Over recent flights back and forth across the country, I read–yet again–McCarthy’s The Road. So much has been written about it and about McCarthy that I don’t know that I have anything new to say about it except this: it was prescient.
The narrative is (hopefully) familiar to you. The setting is post-apocalyptic. The world has been blasted by horror. What that horror was McCarthy never tells us. But it was formidable, nightmarish, and perhaps incapable of reconciling. Trees are blown into kindling or blasted shapes. The few remaining people are reduced to scavengers, hunters, and often cannibals. Rape is normal. Starvation is rampant. Buildings are decimated. Money is no more. Man has become bestial. Well, most have. But some “good guys,” those who carry the fire, a few of them, remain. But they’re outnumbered by the enemies of goodness.
The father and son and their fire remain. And they sacrifice for one another. Their love is unlike anything I have ever read in literature. It is the one novel I cannot get through without weeping. If ever there was familial love in literature, this is it. (And yes, I, too, relish Shakespeare’s Lear.)

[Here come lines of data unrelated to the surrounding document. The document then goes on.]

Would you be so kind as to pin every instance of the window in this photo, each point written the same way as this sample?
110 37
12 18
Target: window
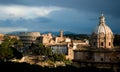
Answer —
101 43
109 44
94 43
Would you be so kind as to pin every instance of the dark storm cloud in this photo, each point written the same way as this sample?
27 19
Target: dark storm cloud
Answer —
107 6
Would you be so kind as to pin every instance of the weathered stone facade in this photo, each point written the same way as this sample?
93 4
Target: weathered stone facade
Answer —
102 36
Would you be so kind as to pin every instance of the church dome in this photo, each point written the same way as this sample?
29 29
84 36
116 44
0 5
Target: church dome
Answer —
102 27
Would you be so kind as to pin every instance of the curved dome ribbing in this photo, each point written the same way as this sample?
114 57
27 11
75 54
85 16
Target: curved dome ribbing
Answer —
102 27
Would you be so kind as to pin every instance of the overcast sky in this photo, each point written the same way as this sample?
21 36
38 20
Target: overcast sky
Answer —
78 16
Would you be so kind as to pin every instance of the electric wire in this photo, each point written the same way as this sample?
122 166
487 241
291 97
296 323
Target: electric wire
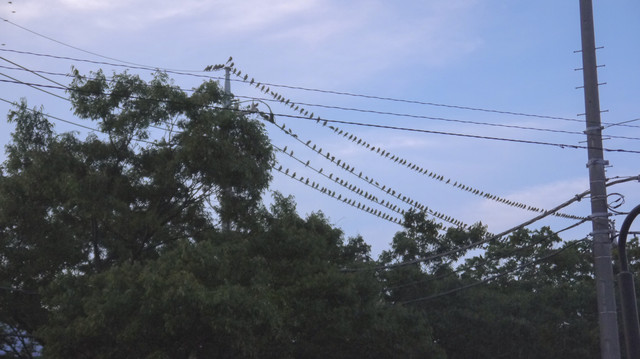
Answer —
188 73
361 110
370 180
576 198
83 50
384 153
560 145
495 276
330 193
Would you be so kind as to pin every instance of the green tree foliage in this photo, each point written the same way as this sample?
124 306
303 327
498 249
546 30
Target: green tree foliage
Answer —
113 247
537 299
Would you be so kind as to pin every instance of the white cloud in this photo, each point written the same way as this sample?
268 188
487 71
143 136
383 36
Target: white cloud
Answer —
499 216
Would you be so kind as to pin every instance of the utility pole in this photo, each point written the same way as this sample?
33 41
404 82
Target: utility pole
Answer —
607 313
226 191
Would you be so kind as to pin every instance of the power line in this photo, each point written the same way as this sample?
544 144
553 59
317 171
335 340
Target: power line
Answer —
395 114
363 124
505 139
350 202
496 276
82 50
113 64
576 198
187 73
370 181
485 260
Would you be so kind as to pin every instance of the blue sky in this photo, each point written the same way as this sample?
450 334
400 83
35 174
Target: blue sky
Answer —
511 56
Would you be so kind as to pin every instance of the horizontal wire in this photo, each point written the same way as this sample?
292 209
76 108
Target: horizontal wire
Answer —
496 276
187 73
82 50
395 114
487 259
386 154
560 145
505 139
329 193
576 198
371 181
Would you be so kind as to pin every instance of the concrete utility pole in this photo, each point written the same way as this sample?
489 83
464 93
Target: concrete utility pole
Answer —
607 313
226 224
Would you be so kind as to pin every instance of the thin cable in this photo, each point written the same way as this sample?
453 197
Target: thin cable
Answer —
560 145
113 64
505 139
187 73
69 122
396 114
352 203
370 180
481 242
33 72
85 51
485 260
34 86
622 123
576 198
496 276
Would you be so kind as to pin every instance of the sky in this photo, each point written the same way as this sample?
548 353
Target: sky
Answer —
483 69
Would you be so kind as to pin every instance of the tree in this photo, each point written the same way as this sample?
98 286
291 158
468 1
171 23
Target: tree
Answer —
116 240
76 208
538 300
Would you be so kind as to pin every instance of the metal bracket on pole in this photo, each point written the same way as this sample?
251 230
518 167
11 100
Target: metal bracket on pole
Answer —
597 161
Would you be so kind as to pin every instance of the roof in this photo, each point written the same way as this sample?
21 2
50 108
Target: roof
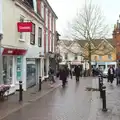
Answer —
47 3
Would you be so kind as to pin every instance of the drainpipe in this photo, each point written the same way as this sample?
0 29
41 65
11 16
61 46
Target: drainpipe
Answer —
1 36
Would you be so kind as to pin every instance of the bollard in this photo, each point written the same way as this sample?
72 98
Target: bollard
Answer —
101 84
99 77
20 91
40 83
104 98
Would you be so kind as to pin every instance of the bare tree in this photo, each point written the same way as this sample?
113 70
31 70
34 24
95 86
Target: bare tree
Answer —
89 25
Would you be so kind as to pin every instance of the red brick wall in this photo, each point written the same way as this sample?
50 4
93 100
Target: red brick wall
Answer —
45 29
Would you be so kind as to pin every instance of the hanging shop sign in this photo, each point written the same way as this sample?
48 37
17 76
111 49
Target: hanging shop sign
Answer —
24 26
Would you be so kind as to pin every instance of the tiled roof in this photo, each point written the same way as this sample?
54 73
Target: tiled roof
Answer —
67 42
83 42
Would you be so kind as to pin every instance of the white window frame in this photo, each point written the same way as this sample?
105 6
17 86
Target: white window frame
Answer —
22 19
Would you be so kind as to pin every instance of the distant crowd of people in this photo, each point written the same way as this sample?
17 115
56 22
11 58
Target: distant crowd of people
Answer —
64 72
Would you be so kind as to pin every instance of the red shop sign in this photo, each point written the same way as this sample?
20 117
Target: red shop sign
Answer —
9 51
24 26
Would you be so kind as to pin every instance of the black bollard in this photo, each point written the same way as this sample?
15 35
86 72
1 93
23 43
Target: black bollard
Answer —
101 84
40 83
20 91
104 98
99 77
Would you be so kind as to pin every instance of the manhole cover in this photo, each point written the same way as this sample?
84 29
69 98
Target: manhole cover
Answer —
91 89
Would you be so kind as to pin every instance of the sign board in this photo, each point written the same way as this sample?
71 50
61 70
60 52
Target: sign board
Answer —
19 68
24 26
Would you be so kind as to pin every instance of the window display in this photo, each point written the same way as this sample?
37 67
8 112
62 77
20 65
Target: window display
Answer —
7 69
19 68
31 72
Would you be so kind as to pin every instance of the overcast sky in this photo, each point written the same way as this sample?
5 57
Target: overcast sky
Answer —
66 10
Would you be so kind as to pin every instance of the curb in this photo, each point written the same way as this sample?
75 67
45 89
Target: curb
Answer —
29 102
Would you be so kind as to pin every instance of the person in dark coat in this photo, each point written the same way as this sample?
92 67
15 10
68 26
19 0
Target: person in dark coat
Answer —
111 73
63 76
77 72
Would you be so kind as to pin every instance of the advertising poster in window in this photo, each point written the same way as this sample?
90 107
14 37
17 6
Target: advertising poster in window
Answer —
19 68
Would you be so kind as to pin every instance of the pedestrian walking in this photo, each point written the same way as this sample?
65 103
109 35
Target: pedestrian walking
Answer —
118 74
77 72
63 76
111 73
70 73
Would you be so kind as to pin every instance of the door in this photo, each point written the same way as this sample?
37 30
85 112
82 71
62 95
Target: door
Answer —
7 69
31 72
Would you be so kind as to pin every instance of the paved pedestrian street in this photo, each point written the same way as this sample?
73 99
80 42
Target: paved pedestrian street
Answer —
71 103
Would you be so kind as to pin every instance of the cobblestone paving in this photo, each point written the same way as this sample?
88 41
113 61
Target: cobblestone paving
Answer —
71 103
12 104
112 100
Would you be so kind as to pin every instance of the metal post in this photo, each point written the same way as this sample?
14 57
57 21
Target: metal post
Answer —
20 91
40 83
104 98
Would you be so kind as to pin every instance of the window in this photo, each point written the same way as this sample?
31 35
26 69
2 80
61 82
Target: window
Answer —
95 57
76 57
7 69
32 35
109 57
21 33
100 57
66 56
40 37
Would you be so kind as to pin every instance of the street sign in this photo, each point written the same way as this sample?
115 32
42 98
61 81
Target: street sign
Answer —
24 26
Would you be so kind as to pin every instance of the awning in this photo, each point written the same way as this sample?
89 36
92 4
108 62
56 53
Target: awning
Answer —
11 51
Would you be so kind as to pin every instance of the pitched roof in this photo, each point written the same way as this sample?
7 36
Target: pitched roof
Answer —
67 42
83 42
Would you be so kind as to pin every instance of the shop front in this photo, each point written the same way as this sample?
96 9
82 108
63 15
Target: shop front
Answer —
13 67
31 71
34 66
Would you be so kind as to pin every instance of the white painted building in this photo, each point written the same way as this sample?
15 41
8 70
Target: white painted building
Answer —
26 54
22 52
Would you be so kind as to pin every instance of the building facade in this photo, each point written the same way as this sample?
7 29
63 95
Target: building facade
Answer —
69 51
116 39
24 53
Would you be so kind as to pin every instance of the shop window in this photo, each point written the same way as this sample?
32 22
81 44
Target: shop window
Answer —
76 57
45 70
31 72
7 69
66 56
21 33
32 35
109 57
19 68
40 37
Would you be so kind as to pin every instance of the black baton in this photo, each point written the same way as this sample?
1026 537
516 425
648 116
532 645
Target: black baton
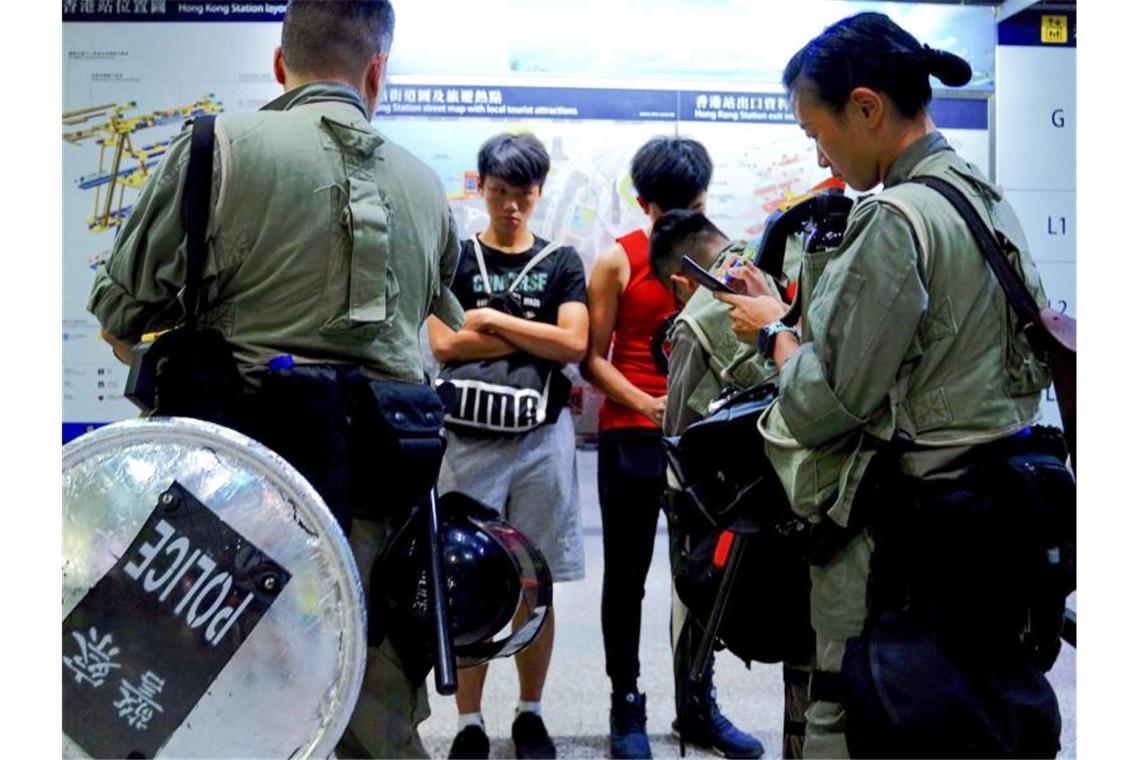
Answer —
445 655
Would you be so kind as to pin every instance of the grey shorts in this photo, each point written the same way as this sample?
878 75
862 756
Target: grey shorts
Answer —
532 481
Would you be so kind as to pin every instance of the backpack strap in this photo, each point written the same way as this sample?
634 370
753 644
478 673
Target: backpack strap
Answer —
482 264
1011 283
547 250
551 247
196 211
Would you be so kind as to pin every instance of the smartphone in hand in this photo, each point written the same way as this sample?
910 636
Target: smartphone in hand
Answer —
703 277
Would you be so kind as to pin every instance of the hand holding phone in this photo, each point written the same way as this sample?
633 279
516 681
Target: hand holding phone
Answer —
703 277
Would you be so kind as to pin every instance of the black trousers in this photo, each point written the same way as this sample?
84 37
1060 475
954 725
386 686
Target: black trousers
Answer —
630 484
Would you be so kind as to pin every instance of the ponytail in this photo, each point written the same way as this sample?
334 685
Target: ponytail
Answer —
870 50
946 67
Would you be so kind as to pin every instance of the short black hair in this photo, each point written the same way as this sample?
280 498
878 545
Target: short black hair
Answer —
519 160
677 234
672 171
335 37
871 50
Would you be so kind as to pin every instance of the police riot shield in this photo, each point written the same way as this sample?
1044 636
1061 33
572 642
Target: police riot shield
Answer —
211 604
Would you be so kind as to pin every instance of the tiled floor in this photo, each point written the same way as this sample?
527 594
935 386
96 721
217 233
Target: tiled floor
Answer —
577 697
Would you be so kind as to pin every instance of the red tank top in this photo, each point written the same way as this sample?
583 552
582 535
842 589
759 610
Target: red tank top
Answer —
643 309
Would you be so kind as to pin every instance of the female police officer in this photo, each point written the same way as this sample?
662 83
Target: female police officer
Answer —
905 332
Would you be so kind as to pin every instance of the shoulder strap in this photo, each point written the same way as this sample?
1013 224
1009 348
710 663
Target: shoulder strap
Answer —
196 211
482 264
547 250
551 247
1011 283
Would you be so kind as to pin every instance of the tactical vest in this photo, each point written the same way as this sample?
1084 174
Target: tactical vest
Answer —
969 376
731 362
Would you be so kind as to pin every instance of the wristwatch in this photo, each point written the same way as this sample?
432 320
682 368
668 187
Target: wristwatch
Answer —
766 338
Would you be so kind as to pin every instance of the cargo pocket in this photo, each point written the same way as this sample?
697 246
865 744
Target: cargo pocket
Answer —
809 475
365 296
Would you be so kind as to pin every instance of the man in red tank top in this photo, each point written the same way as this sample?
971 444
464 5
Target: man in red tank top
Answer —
629 316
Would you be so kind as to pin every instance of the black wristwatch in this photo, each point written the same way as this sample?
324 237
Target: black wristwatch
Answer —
766 338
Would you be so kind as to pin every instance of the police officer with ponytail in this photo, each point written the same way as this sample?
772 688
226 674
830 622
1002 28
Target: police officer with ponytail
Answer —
905 394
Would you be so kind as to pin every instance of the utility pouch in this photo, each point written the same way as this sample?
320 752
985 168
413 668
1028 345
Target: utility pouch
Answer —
905 696
301 416
192 374
371 448
396 432
1033 475
189 370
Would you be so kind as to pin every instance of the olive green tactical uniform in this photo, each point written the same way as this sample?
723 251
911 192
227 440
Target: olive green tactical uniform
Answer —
710 357
905 331
706 358
326 242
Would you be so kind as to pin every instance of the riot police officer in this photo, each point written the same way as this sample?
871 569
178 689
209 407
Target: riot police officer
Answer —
906 344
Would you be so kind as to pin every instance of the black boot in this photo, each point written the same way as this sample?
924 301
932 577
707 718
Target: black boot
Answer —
627 726
701 724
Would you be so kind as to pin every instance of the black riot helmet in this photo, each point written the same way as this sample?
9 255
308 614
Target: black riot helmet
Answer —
491 571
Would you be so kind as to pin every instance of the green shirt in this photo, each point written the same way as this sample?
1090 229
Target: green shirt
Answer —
326 240
905 329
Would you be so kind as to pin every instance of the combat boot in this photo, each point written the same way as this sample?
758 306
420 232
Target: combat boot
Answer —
705 726
627 726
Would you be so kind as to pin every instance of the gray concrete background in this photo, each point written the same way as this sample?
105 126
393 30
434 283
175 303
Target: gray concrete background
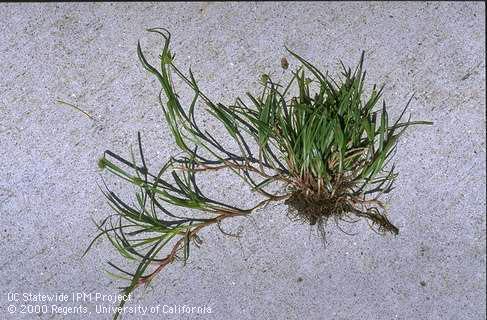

How was the novel prescient? Here are some ways:
- It showed a world where man is stripped of luxury.
- It showed man’s lust for destruction.
- It showed man’s inescapable need for love.
- It showed man’s insatiable appetite for war.
- It showed that war is both necesssary and tragic.
- It showed man’s problem is his own nature.
- It showed man’s hatred of God and his simultaneous longing for God’s providence.
- It showed man’s deep longing for beauty.
- It showed man’s longing for redemption.
- It showed man’s endurance of evil for the sake of love.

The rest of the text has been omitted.